Below the trend chart, the Breakdown section shows data for a separately configurable time range. Choose a preset (today, 7d, 30d, 90d, all time) or pick a specific day or 7-day window using the date navigator.
Token Breakdown 1
Token Breakdown 2

By agent

A donut chart and table showing token usage per agent. The table columns are:
ColumnDescription
AgentAgent name with a color-coded dot
TokensTotal tokens for the period
%Share of total tokens
Cache hitCache hit rate for this agent
CostTotal cost
SessionsNumber of sessions
Agents with no activity in the selected period still appear in the table with zero values. Expandable agent rows
Token Byagent
Below the main breakdown section, a separate Token Usage by Agent table lets you expand each agent to see:
  • Input, output, cache read token breakdown
  • Cache hit rate
  • Average tokens per session
  • A token composition bar showing proportional segments
  • The top 5 sessions by token count, each linking to the Sessions browser
Use the time filter buttons (today, 7d, 30d, 90d, all time) to change the window for this section independently.

By model

A donut chart and table showing token usage per model. The table includes the provider name when available (e.g. anthropic). The top 5 models are shown individually; remaining models are grouped as “Other (N)”.
ColumnDescription
ModelModel name with provider in parentheses
TokensTotal tokens
%Share of total
Cache hitCache hit rate for this model
CostTotal cost
MessagesTotal message count

Cron vs manual

A donut chart and two summary cards showing the split between:
Token Cron
  • Scheduled (Cron) — sessions where the first user message contained a [cron:...] prefix, shown in purple
  • Manual / Interactive — all other sessions, shown in blue
Each card shows total tokens, cost, and session count for that category. The donut chart is sized by token volume.
The cron vs manual classification is determined automatically when Claw Lens reads your session files. A session is classified as cron if its first user message starts with a [cron:taskId] prefix written by the OpenClaw scheduler.

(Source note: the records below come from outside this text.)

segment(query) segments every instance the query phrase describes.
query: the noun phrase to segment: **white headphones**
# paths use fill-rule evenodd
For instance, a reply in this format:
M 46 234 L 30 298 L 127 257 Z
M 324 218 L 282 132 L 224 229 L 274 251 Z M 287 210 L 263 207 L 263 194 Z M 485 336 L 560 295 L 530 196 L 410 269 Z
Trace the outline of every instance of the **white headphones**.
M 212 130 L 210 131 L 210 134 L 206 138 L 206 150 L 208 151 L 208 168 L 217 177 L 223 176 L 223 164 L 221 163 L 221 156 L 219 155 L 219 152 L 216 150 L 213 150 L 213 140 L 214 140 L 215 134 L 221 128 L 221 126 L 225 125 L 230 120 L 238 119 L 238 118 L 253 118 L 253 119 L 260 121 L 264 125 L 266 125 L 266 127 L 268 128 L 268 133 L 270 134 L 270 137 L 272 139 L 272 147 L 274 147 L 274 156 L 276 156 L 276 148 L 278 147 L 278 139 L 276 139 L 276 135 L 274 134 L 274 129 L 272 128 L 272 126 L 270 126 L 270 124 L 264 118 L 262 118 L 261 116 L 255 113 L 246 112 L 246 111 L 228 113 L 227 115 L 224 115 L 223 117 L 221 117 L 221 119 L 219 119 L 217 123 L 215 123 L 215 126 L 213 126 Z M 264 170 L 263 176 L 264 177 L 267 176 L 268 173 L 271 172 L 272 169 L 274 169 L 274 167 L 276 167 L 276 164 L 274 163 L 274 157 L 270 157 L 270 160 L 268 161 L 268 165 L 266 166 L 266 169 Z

This classification cannot be changed retroactively.

Reading the numbers

A brief guide to interpreting the key metrics:
Total tokens includes all four types: input, output, cache read, and cache write. If your agents use large system prompts or frequently re-read workspace files, cache read tokens will be a large fraction of the total. This is expected and desirable — those tokens cost much less than uncached input tokens.
Different token types have different prices, and different models have different price tiers. Cache read tokens are typically billed at around 10 % of the standard input price. Output tokens are usually more expensive than input tokens. So a session that generates many output tokens can cost more per token than one dominated by cache reads. See the Anthropic pricing page or OpenAI pricing page for current rates by model.
Cache hits occur when the beginning of a prompt matches what was previously written to the cache. Agents with stable, long system prompts and consistent workspace files tend to have high hit rates. Frequently changing the beginning of prompts or using highly dynamic context will reduce cache efficiency.
The By Agent table in the Breakdown section is a summary view that uses the same time window as the other breakdown charts. The Token Usage by Agent section at the bottom has its own independent time filter and provides expandable rows with per-session detail.